Water Management and Reuse
Approximately 40% of the U.S. water supply comes from underground reserves, but their location, volume, and availability are often uncertain. To better understand and manage these resources, Berkeley Lab geophysicists track water movement using a mix of traditional methods, new sensors, and modeling tools. Their work helps answer key questions about groundwater recharge — such as where water goes, whether it reaches the aquifer, and how subsurface geology affects recharge. They’ve developed a way to estimate aquifer volume changes by analyzing ground deformation with satellite images and advanced modeling, creating region-specific 3D groundwater maps.
A suite of software codes developed at Berkeley Lab, called TOUGH for Transport of Unsaturated Groundwater and Heat, helps solve complex problems requiring advanced simulation of the movement of fluids and heat in Earth’s subsurface.
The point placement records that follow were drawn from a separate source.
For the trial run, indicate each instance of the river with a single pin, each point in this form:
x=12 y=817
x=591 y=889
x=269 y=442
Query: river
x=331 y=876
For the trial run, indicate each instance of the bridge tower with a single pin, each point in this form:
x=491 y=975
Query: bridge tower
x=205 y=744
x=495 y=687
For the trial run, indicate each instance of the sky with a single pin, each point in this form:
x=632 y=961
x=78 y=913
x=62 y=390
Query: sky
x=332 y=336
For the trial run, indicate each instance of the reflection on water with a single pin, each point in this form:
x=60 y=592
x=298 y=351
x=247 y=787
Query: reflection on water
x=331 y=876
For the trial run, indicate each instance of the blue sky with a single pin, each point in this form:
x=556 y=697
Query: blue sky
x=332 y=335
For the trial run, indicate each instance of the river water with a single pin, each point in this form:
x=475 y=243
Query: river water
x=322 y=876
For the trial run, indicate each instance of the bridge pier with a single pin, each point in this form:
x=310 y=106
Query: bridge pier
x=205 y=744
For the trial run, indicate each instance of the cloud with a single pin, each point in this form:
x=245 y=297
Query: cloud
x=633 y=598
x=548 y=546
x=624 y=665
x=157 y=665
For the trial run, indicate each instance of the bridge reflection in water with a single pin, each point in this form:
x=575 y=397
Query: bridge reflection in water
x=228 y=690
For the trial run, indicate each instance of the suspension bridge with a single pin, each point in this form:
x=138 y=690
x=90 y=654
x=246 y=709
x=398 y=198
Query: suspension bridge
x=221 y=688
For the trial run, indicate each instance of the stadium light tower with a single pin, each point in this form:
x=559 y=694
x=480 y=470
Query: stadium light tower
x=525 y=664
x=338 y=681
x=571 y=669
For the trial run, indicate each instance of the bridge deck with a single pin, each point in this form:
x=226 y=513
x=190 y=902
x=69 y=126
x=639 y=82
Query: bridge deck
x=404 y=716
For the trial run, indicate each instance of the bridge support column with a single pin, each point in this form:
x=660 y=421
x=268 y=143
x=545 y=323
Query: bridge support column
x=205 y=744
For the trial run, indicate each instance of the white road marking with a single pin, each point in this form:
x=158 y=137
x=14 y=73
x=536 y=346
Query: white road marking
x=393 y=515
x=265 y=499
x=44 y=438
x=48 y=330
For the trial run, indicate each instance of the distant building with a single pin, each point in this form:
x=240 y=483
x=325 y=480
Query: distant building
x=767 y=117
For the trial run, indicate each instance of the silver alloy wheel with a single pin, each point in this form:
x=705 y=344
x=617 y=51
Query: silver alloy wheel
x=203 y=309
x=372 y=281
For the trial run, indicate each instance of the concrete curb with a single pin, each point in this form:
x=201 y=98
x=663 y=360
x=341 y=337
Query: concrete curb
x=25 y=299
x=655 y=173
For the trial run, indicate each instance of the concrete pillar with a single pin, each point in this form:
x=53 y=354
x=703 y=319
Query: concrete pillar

Originally developed to trace groundwater contamination, the TOUGH codes are now widely used in research and industry for applications like geothermal energy and oil and gas production.
Berkeley Lab also leads efforts through the National Alliance for Water Innovation (NAWI) to improve desalination technologies for treating groundwater and other salty waters. Supported by the DOE and several California agencies, NAWI aims to lower the cost and energy demands of using nontraditional water sources.
[Image]
(A) Berkeley Lab scientists are quantifying lithium and studying its recovery from the brines deep beneath the Salton Sea.
(B) Berkeley Lab researchers conduct a drone survey for rare earth elements at a coal refuse site in Pennsylvania.
(C) A scientist in the field sets up fiber optic sensing cables to monitor seismicity underground along the San Andreas fault.